AI links COVID-19 to poor sleep, bad dreams

The COVID-19 pandemic is a bad dream in the truest sense of the word—and AI helps to prove it, a team of researchers assert in a study published online Oct. 1 in Frontiers in Psychology.

Anu Katriina Pesonen, head of the Sleep & Mind Research Group at the University of Helsinki and colleagues sought to explore how lockdowns imposed because of COVID-19 lockdown impact the content of people’s dreams and nightmares.

The researchers started by crowdsourcing sleep and stress data during the sixth week of Finland’s COVID-19 lockdown this past winter. A total of 4,275 subjects with a mean age of 43 years old shared assessments of their sleep, and 811 individuals also reported the content of their dreams.

Overall, a majority of patients, 54.2%, reported sleeping substantially more than they typically had pre-pandemic. Many also experienced increased awakenings (28.6%) and nightmares (26%).

The researchers transcribed the content of the dreams from Finnish into English word lists and fed the data into an AI algorithm. Scanning the data for frequently appearing word associations, they identified 33 “dream clusters” as constructed using unsupervised computational network and cluster analysis from what researchers called “smaller dream particles” (rather than entire dreams).

Of these 33 clusters, 20 were characterized as bad dream clusters, 55% of which had pandemic-specific content.

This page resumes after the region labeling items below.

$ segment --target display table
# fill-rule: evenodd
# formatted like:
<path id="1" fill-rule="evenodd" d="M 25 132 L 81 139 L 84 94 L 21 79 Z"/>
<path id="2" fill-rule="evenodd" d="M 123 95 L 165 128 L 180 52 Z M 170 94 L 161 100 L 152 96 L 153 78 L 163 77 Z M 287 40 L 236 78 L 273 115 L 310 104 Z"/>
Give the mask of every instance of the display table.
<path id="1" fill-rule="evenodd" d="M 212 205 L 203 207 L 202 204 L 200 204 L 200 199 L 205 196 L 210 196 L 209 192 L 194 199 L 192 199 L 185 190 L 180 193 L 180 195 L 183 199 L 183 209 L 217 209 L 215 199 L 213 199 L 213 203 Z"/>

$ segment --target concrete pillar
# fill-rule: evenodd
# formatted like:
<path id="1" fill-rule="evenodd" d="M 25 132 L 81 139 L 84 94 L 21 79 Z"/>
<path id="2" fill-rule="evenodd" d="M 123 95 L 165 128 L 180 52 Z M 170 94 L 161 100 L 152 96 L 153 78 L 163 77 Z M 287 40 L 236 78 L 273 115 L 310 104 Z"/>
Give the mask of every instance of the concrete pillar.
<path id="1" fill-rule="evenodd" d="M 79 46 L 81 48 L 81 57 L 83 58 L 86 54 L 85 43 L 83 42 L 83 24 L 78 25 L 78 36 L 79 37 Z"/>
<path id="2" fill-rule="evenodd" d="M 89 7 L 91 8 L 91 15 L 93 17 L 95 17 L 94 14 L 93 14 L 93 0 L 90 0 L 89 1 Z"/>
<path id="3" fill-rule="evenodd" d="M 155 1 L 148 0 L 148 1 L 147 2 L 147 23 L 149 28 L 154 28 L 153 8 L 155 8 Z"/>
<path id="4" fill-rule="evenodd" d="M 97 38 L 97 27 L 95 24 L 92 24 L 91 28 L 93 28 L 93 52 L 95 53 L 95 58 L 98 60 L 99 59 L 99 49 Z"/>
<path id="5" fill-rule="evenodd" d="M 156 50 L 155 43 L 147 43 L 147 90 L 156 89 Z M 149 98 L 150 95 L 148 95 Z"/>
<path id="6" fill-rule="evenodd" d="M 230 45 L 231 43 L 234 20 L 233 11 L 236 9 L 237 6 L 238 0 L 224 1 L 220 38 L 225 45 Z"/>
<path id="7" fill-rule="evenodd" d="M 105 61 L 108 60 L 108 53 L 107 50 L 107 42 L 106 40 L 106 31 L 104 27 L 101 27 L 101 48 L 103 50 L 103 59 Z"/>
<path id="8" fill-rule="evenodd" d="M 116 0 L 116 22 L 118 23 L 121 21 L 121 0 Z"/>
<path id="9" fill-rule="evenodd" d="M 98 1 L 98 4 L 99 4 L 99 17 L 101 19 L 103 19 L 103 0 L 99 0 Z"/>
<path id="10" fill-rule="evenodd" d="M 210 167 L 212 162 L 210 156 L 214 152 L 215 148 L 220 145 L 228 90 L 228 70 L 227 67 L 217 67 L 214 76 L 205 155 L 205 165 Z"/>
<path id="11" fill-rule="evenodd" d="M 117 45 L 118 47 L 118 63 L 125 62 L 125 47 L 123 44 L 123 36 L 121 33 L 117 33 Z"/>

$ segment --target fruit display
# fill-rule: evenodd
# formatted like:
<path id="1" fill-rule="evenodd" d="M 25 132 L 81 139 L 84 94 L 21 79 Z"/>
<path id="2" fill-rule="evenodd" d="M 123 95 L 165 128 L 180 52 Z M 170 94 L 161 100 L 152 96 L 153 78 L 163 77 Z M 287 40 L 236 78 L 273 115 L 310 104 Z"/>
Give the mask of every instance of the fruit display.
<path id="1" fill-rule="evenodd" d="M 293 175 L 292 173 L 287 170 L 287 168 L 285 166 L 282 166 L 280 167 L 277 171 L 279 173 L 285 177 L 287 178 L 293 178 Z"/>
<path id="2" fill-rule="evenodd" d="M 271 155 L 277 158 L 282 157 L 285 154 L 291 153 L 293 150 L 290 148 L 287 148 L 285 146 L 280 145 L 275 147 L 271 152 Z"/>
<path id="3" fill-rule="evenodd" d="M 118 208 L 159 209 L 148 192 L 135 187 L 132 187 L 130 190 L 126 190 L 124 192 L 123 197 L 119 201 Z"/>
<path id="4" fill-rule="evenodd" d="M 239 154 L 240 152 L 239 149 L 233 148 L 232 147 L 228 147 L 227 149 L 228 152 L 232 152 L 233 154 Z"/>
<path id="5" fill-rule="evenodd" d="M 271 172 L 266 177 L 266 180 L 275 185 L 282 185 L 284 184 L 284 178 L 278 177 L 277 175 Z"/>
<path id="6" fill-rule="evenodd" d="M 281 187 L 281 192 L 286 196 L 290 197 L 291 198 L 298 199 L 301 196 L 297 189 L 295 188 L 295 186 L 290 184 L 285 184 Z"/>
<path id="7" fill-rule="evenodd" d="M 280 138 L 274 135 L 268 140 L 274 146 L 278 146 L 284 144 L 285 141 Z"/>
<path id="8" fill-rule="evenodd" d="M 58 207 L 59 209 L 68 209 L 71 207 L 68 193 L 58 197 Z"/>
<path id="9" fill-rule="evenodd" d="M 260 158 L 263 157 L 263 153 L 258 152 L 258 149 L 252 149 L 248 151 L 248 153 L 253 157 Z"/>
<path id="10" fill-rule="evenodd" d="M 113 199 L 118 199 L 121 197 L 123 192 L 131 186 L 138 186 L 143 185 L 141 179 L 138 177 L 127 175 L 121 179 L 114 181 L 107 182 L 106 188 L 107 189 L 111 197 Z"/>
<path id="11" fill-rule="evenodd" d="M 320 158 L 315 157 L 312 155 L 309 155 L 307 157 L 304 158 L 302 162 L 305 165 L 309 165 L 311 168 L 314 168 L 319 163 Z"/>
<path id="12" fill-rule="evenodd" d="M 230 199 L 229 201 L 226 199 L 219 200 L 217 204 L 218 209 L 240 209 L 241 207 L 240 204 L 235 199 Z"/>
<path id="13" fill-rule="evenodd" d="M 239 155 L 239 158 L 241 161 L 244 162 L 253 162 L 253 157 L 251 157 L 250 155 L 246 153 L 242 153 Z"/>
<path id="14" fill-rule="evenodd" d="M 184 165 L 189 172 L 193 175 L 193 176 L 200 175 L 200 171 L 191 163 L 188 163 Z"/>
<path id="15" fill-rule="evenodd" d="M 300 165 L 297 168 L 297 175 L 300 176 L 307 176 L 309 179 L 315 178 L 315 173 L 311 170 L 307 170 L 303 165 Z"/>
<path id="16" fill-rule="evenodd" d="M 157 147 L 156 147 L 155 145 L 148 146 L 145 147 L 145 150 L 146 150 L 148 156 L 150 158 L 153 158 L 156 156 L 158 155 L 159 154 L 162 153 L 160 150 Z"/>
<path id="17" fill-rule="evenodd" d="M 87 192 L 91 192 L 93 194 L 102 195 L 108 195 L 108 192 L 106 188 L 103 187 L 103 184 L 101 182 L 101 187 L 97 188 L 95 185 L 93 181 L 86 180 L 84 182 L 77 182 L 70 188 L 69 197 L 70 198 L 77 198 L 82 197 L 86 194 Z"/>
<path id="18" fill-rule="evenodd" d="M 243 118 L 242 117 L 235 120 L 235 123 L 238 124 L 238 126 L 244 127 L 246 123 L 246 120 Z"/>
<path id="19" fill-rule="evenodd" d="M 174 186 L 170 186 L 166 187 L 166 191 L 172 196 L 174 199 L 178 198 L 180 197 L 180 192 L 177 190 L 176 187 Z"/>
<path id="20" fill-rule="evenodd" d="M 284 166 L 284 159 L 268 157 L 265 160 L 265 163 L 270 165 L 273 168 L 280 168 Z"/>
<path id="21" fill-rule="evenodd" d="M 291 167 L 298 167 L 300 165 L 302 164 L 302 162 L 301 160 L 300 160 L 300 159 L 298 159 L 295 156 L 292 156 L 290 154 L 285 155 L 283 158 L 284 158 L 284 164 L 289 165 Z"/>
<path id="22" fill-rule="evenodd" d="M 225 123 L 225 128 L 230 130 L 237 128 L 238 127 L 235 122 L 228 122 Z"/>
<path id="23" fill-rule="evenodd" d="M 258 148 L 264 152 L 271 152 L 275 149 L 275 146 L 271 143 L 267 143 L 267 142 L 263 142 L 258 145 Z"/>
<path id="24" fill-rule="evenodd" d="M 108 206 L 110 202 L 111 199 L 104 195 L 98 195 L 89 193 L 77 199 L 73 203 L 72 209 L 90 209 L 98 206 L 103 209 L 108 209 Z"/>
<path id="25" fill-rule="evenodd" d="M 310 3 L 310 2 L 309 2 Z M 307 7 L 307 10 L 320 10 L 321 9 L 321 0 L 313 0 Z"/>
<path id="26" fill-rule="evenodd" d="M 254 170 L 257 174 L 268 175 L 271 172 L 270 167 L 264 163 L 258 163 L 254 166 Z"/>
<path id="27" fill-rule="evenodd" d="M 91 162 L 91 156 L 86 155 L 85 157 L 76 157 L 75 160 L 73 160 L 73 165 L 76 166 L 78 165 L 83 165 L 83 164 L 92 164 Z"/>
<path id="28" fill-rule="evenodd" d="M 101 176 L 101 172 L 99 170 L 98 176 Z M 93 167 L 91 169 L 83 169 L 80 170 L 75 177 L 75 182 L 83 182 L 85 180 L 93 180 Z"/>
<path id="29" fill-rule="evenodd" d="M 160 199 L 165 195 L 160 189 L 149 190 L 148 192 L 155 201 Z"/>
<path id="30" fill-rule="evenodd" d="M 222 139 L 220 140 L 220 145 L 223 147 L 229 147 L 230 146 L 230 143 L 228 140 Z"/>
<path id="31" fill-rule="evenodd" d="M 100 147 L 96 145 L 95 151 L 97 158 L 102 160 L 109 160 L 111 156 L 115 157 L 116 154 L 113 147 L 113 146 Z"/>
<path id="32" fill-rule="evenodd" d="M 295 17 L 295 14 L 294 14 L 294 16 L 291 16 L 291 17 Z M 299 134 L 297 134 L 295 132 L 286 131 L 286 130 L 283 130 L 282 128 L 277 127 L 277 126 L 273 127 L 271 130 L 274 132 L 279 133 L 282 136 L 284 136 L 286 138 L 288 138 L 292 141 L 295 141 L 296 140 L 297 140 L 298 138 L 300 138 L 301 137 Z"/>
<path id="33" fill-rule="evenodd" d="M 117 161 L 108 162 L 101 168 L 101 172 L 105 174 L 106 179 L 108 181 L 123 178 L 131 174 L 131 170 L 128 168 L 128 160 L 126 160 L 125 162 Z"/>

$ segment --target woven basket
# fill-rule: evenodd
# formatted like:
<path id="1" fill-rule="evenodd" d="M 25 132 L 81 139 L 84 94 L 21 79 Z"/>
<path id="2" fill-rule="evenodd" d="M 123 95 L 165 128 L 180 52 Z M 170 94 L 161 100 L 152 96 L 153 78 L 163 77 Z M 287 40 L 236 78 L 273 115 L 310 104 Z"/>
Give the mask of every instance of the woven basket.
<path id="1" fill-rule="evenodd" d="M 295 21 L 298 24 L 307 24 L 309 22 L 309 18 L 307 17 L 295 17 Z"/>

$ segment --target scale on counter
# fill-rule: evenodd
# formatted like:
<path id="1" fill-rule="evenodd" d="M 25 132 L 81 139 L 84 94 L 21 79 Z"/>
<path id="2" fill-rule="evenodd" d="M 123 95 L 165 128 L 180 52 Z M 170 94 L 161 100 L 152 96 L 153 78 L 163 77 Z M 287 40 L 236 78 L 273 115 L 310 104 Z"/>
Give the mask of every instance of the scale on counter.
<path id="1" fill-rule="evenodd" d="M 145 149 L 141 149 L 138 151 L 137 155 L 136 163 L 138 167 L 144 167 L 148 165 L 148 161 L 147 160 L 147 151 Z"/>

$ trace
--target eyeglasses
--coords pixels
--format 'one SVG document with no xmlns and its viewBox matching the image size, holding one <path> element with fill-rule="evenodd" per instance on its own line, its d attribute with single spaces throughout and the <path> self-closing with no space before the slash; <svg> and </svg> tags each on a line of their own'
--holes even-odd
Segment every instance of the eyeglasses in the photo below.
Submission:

Themes such as failures in social distancing, coronavirus contagion, personal protective equipment, dystopia and apocalypse fell under the pandemic-specific umbrella. For example, word pairs in a dream cluster labeled “disregard of distancing” included mistake-hug, hug-handshake, handshake-restriction, handshake-distancing, distancing-disregard, distancing-crowd, crowd-restriction and crowd-party.

More than half the study participants reported increases in stress levels, which were more closely linked to patterns like fitful sleep and bad dreams. Subjects experiencing the highest degree of stress had more pandemic-specific dreams.

“The results allowed us to speculate that dreaming in extreme circumstances reveals shared visual imagery and memory traces, and in this way, dreams can indicate some form of shared mindscape across individuals,” Pesonen explains in a prepared statement.

She adds that the computational, linguistics-based, AI-assisted analytics used in the study “is really a novel approach in dream research,” and that such research could provide valuable insights for healthcare professionals as they assess the pandemic’s toll on behavioral health.